Overview
DeepDEP is a deep learning model that predicts gene dependencies using single or multi-omics data of DNA mutation, gene expression, DNA methylation, and copy number alteration (CNA) profiles in a human cancer sample (cell line or tumor) (Chiu et al., Science Advances 2021). The term "genetic dependency" denotes the degree to which the viability of cancer cells is inhibited by knocking out a gene. shinyDeepDEP is an R Shiny app that provides a user-friendly interface to DeepDEP with no requirement of programming skills or computational resources. shinyDeepDEP is designed to predict, prioritize, analyze, and interpret genetic dependencies with it three main analysis modules, Module 1: Predict Genetic Dependencies (core module), Module 2: Find Similar Samples, and Module 3: Analyze TCGA Predictions. Here we provide an overview of our tool. For detailed information regarding the input data format or each module, please visit the corresponding help pages or click on the question mark at each input/output section.

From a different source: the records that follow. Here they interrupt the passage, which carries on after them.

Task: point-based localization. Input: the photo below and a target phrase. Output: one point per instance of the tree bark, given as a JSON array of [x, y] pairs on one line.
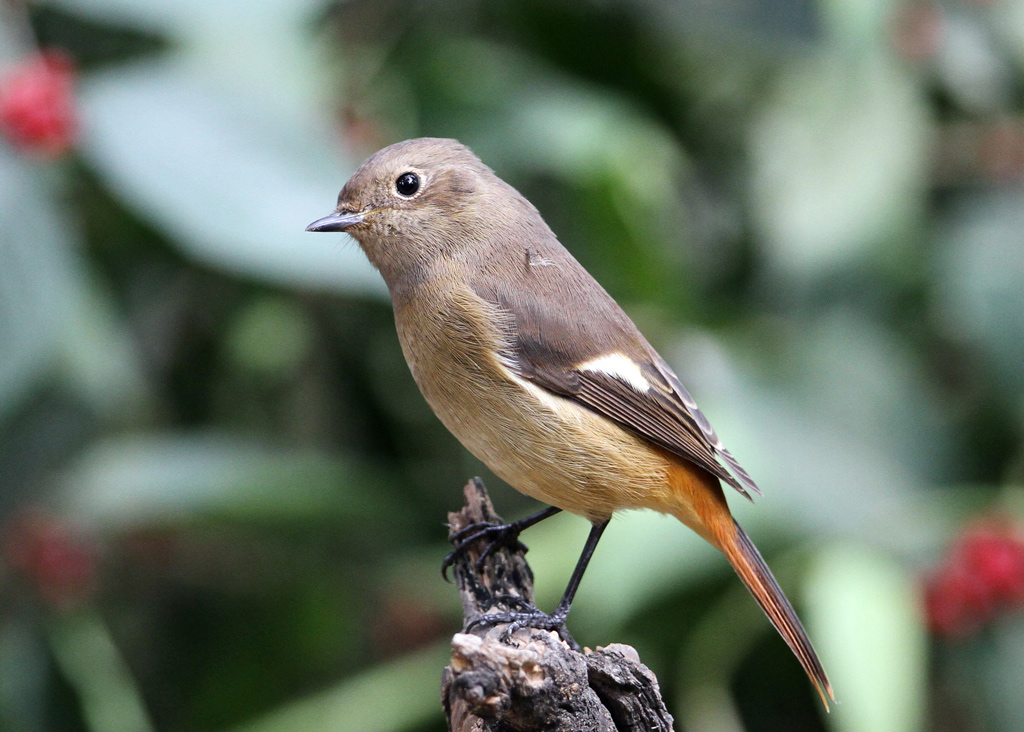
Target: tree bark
[[530, 679]]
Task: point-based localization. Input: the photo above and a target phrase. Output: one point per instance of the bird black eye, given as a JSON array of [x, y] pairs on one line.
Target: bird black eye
[[407, 184]]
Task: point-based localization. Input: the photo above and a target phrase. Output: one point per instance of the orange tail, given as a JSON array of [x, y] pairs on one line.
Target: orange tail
[[751, 567], [700, 505]]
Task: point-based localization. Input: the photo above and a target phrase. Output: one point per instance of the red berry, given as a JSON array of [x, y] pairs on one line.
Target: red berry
[[956, 602], [995, 554], [59, 562], [37, 104]]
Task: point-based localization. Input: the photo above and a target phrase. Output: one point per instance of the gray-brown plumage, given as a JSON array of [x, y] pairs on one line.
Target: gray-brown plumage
[[532, 366]]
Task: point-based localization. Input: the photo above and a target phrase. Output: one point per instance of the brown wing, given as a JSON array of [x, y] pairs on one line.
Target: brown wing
[[550, 343]]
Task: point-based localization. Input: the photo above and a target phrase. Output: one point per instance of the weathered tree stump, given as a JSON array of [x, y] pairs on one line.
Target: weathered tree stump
[[530, 679]]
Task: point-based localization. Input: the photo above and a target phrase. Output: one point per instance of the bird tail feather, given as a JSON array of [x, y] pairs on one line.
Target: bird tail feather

DeepDEP: Deep Learning-Based Prediction of Gene Dependencies of Tumors from Integrated Genomic Profiles
Given omics profiles, DeepDEP predicts gene dependency values for 1,298 pre-selected genes relevant to cancer or genes in a user-selected gene set/pathway. It comprises five component networks:
- A mutation encoder, designed to capture meaningful embeddings of gene mutation data
- An expression encoder
- A DNA methylation encoder
- A copy number alteration (CNA) encoder
- A fingerprints encoder, designed to capture pathway information of a genetic dependency under study
In the publication of DeepDEP, we systematically evaluated the prediction performance using hold-out cancer cell lines and multiple measures, including mean squared error in gene dependency scores and per-cancer cell line correlation coefficients between actual and predicted data. DeepDEP has achieved marked improvements over a diverse array of conventional methods, such as linear regression, support vector machines, and alternative deep learning models trained either with cell lines alone, without transferring features learned from tumors, or using principal components to replace encoder outputs. Furthermore, we validated the predictions with real-world clinical data from corresponding patients. For more details on the model design, validation, and applications, please refer to the publication of DeepDEP (Chiu et al., Science Advances 2021). The Python implementation of DeepDEP is available in our Code Ocean repository.

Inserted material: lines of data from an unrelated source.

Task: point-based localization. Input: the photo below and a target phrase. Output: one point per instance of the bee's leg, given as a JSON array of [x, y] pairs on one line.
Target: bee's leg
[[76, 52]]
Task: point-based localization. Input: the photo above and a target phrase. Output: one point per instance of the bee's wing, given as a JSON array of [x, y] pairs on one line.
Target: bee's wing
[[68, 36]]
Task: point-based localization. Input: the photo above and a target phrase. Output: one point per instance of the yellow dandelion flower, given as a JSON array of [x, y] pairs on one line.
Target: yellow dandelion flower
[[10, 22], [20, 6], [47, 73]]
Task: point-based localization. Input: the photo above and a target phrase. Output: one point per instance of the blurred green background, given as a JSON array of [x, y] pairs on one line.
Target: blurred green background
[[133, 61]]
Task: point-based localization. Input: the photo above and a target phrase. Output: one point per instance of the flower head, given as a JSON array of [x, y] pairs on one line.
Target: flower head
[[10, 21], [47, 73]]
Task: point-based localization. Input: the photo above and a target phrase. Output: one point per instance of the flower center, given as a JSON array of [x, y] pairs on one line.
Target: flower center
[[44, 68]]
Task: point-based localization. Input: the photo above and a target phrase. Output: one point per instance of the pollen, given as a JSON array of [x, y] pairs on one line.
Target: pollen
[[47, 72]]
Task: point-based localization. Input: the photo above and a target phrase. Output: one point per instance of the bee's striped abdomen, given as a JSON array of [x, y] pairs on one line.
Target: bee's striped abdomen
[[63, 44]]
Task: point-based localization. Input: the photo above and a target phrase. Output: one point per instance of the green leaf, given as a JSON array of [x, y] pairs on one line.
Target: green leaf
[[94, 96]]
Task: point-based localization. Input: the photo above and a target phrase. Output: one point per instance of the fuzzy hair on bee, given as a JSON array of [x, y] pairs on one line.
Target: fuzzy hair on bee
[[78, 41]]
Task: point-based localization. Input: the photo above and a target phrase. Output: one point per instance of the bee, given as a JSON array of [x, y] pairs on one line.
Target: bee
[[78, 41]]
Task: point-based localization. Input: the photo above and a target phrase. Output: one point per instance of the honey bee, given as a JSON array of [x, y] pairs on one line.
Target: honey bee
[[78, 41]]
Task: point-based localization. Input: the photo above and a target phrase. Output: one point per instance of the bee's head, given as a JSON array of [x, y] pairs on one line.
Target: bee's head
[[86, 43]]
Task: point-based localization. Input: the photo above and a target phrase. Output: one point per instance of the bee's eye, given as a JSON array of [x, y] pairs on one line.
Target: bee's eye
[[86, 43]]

Along with the full DeepDEP model utilizing all four omics, we have also developed models using only mutation and expression data, as well as a model for each single omics data type. shinyDeepDEP automatically selects the best model based on the data users upload, in the order of full four omics (full DeepDEP), mutations + expression, methylation alone, expression alone, mutations alone, and CNA alone.

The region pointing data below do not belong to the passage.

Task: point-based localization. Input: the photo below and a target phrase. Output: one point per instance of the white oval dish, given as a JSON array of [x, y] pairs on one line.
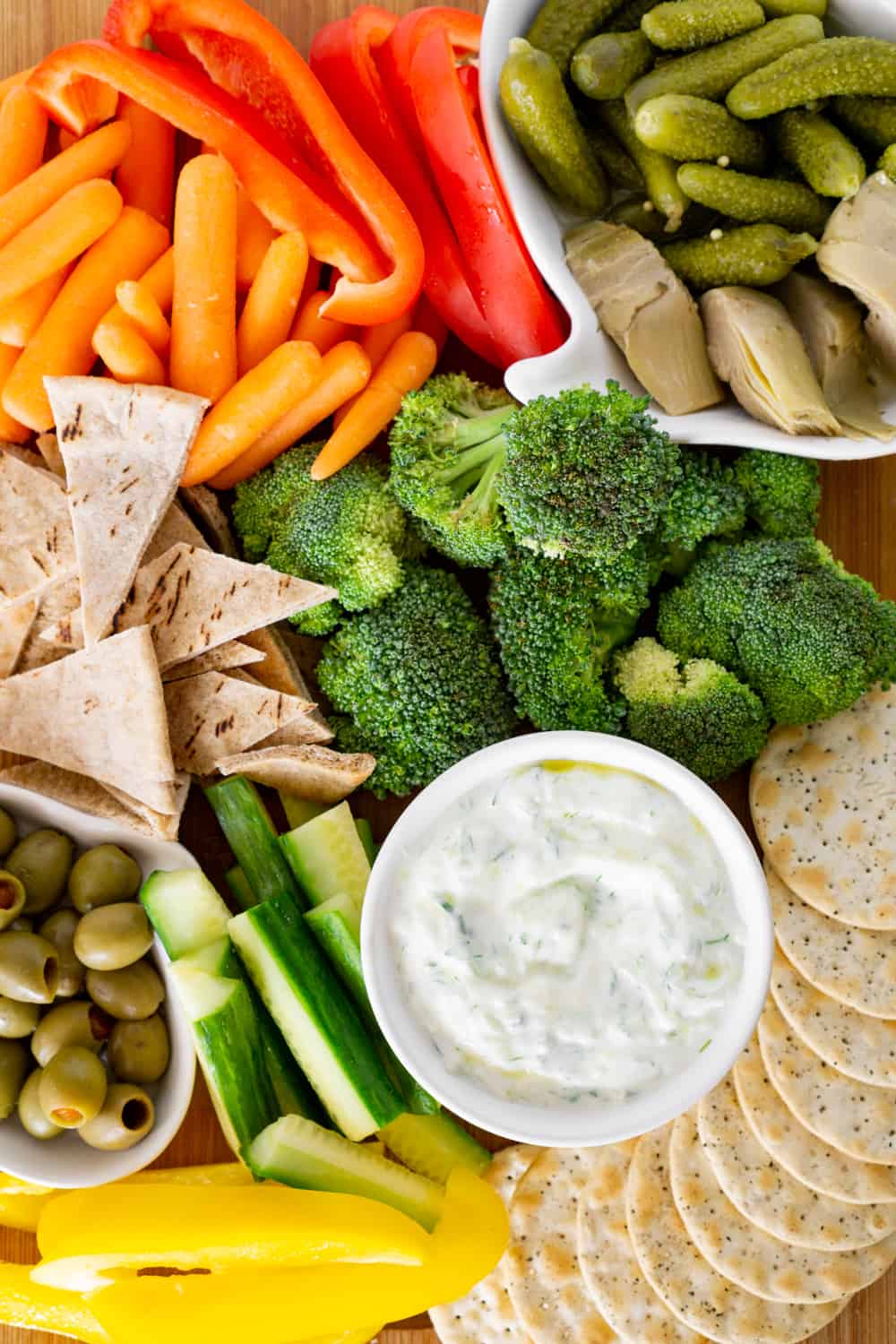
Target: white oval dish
[[598, 1123], [589, 355], [66, 1163]]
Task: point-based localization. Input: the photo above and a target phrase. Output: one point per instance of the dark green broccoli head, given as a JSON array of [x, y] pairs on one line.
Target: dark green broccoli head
[[786, 618], [417, 682], [586, 473], [446, 451], [699, 714], [783, 492], [556, 623]]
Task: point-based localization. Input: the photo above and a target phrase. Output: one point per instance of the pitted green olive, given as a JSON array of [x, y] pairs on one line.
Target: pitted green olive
[[102, 876], [30, 1112], [29, 968], [132, 994], [125, 1118], [59, 929], [113, 937], [42, 862], [139, 1051], [78, 1023], [73, 1088]]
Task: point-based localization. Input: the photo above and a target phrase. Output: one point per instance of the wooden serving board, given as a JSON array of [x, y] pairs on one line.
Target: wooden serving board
[[858, 523]]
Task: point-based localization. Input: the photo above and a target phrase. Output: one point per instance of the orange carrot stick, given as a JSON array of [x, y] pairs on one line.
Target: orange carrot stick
[[344, 371], [56, 237], [23, 134], [62, 344], [145, 175], [90, 158], [203, 316], [271, 306], [260, 400], [405, 368]]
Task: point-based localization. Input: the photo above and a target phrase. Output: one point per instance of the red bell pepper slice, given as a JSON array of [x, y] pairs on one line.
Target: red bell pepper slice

shinyDeepDEP: Implementation and Enhancement of DeepDEP by a User-friendly R Shiny Framework
"Module 1: Predict Dependencies (core module)" predicts, prioritizes, and interprets the gene dependencies of the query cancer sample.
This module employs DeepDEP to predict genetic dependencies across the default list of 1,298 cancer-relevant genes or genes involved in a specific gene set/pathway of interest. The R Shiny app offers an intuitive user interface that enables interactive visualization, searching, filtering, and functional interpretation of all prediction results, along with detailed annotations for individual genes.
"Module 2: Find Samples" identifies cell lines/tumors in our curated datasets with similar omics profiles to those of the query sample and examines their genetic dependencies.
This module finds cancer cell lines or tumors in our curated datasets with similar mutation and/or gene expression profiles to those of a query sample and examines the top similar samples' real (for cell lines with CRISPR screening results from DepMap) and predicted genetic dependencies (for tumors with predictions by the full DeepDEP model).
"Module 3: Analyze TCGA" provides access to the pre-generated gene dependencies of TCGA tumors and examines the molecular and clinical relevance.
This module allows users to effortlessly explore pre-calculated gene dependency scores for over 8,000 TCGA tumors as predicted by the full DeepDEP model. It facilitates the analysis of these gene dependencies in conjunction with genetic alterations, such as gene mutations and expression dysregulation, and patient survival, to uncover molecular and clinical insights.